The Hines-Pelli consortium was favoured by a committee that included Waterfront Toronto CEO John Campbell and the city’s deputy city manager, Richard Butts. I’m not exactly sure why. The financials, which are strictly confidential, must have seriously impressed, because the design itself is largely polite and formulaic but uninspired.
That design got the go-ahead despite the fact that an independent committee of experts, struck to review the proposed revitalization design, heavily favoured a competing submission. That vision – featuring smaller commercial buildings and glass residential studios engaged in an urban dance – was produced by homeboy architects Peter Clewes and Bruce Kuwabara, who joined forces with Walker Corporation of Australia and Cityzen Development Corporation (currently building the Marilyn Monroesque tower in Mississauga). In their report, the committee recommended the locally produced scheme for its permeability and heightened sense of Toronto, including lovely slips of water cut from the lake into the mainland.
Unforgivably, the process leading up to the naming, this week, of the winning Bayside development partner has been shrouded in secrecy.
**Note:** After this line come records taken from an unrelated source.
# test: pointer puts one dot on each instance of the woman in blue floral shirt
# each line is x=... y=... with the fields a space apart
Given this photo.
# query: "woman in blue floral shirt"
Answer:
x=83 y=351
All players – including all consultants – have been required by Waterfront Toronto to sign confidentiality agreements, provoking secret, hushed exchanges of information. Officially, I don’t know anything.
Bayside is the largest residential development to plant itself on Toronto’s waterfront in decades. But, though it spreads over publicly owned land, none of its new residential designs have been seen or debated by the public. Keeping the Toronto waterfront as a secret harboured by only a very few is an old idea that smacks of Toronto in the 1980s. Definitely not flou, just tragically, dangerously passé.